What if I black out!
his mind cried out in fear.
    You’ll practice ’til you collapse if need be!
    He jerked away to escape and the coat came off. His mouth opened in a choking gasp of agony and he fell against the wall, his frail chest heaving. He felt a trickling of warm blood down his arm.
    Jane had backed away and was looking at Vince, the black raincoat in her shaking hands. “You—you’d better go in and sit down,” she heard herself say.
    “Don’t tell me—what to—do,” he gasped.
    He looked at Stan and saw Stan straighten up abruptly, a look of nervous fright on his face.
    He grabbed at his pistol. “What are you trying to do?” he shouted furiously.
    Stan shook his head quickly. “Nothing, nothing.”
    “Get in the other room!” Vince ordered furiously, “
Now!

    Rigid with anguished frustration Stan moved away from the table.
    Vince stood against the wall as the two of them moved past and entered the living room. He blinked his eyes and shook away the sweat dripping into them. He wanted to scream out in fury because the world was conspiring against him. No matter what he did, he was just driven further from his revenge. Damn it, why hadn’t he killed Bob that day in the agency?

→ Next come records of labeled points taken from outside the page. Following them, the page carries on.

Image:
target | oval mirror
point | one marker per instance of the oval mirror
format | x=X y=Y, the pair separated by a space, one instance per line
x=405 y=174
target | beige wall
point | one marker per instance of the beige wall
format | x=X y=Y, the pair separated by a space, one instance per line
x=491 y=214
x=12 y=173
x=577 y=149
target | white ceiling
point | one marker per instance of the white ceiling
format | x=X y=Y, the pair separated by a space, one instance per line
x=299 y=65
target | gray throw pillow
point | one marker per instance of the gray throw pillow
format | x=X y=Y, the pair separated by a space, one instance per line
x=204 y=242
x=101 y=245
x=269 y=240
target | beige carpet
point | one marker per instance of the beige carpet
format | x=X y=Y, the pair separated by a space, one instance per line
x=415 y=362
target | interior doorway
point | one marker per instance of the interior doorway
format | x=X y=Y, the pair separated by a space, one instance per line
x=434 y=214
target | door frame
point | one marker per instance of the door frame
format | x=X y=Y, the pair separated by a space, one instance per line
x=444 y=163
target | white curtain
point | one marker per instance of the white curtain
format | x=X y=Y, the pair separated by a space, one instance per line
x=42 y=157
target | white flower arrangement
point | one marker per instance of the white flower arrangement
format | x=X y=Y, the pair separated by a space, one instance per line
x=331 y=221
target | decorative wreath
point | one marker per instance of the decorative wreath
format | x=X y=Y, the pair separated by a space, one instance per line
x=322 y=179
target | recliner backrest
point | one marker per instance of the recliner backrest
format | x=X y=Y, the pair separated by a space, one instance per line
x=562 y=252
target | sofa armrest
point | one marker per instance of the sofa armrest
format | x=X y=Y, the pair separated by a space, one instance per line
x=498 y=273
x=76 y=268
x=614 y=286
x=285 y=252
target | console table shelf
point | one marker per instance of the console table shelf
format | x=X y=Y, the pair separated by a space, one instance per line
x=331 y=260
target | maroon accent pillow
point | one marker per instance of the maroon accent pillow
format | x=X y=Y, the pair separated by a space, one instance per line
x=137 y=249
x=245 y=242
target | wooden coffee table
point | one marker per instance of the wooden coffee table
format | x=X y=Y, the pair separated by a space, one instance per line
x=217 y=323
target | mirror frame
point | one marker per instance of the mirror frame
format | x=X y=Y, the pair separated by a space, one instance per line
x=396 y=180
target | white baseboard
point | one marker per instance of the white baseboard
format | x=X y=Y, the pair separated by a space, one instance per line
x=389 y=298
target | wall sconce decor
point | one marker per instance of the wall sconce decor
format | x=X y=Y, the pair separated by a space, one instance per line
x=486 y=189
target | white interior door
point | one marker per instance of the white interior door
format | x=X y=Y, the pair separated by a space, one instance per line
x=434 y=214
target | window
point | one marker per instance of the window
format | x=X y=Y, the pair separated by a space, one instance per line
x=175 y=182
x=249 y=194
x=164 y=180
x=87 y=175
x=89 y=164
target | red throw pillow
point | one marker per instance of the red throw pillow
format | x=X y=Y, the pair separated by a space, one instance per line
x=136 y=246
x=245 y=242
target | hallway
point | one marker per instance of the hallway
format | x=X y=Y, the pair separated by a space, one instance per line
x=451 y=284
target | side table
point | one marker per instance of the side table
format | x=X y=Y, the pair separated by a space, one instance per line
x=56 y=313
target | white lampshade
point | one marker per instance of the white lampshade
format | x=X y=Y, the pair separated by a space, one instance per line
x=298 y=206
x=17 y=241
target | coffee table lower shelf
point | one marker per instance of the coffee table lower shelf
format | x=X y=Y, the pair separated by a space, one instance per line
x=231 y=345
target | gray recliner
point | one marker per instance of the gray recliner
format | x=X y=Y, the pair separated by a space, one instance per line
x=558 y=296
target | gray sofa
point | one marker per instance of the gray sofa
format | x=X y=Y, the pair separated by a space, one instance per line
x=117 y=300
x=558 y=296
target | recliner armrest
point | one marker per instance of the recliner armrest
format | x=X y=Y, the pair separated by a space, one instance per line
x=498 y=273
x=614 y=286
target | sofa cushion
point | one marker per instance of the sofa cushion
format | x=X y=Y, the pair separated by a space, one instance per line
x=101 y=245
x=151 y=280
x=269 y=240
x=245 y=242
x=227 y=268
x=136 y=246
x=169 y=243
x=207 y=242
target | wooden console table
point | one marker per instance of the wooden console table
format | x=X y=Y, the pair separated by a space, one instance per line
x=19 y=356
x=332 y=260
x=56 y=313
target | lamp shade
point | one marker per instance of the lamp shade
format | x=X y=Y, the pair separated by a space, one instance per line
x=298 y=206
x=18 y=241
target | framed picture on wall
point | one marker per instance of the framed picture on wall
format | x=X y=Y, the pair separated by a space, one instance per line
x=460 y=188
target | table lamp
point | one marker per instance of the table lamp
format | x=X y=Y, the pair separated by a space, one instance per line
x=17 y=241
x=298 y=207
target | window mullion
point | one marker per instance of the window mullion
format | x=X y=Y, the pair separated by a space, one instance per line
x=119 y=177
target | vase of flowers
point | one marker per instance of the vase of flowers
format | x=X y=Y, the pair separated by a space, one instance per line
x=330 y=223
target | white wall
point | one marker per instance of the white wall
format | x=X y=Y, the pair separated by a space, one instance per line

    Before going into the living room he glanced over at the table where Stan had been. He didn’t notice the slightly open drawer. His teeth gritted and he edged into the living room.
    He started for the couch. “Come over here and fix my arm,” he said, his voice hoarse and shaking. “Hurry up or I’ll…”
    He didn’t finish. A cloud of blackness seemed to rush up from the floor like a great dark bird. He stumbled back with a gasp of fright and almost lost consciousness.
    Then his calves bumped into the couch edge and he fell onto it. The flaring pain in his left arm drove knives of consciousness into his brain. He saw them both looking at him.
    “Don’t try anything!” he cried shrilly. “I swear to—!”
    No!
    But he couldn’t stop it. He sat there with the tears rushing down his cheeks and his thin chest shaking with sobs. Through the quivering prisms of his tears he saw them standing there, watching him.
    I’d never reach him in time
, Stan was thinking.
He’d shoot me before I could reach him. There’s no chance
.
    Jane stood staring at Vince. Only slowly was the shock departing, the sudden driving bolt of it that struck when Vince had pointed the gun at her. But now the gun was not pointing at her. And Vince’s face was the twisted, frightened face of a boy. She felt sick.
    What a terrible product Vince’s father had put forth into the world. What a hideous testament to his distorted ambition: to produce the mirror of himself.
    She found herself remembering Saul Raden as he had been the night of Vince’s debut in Carnegie Hall.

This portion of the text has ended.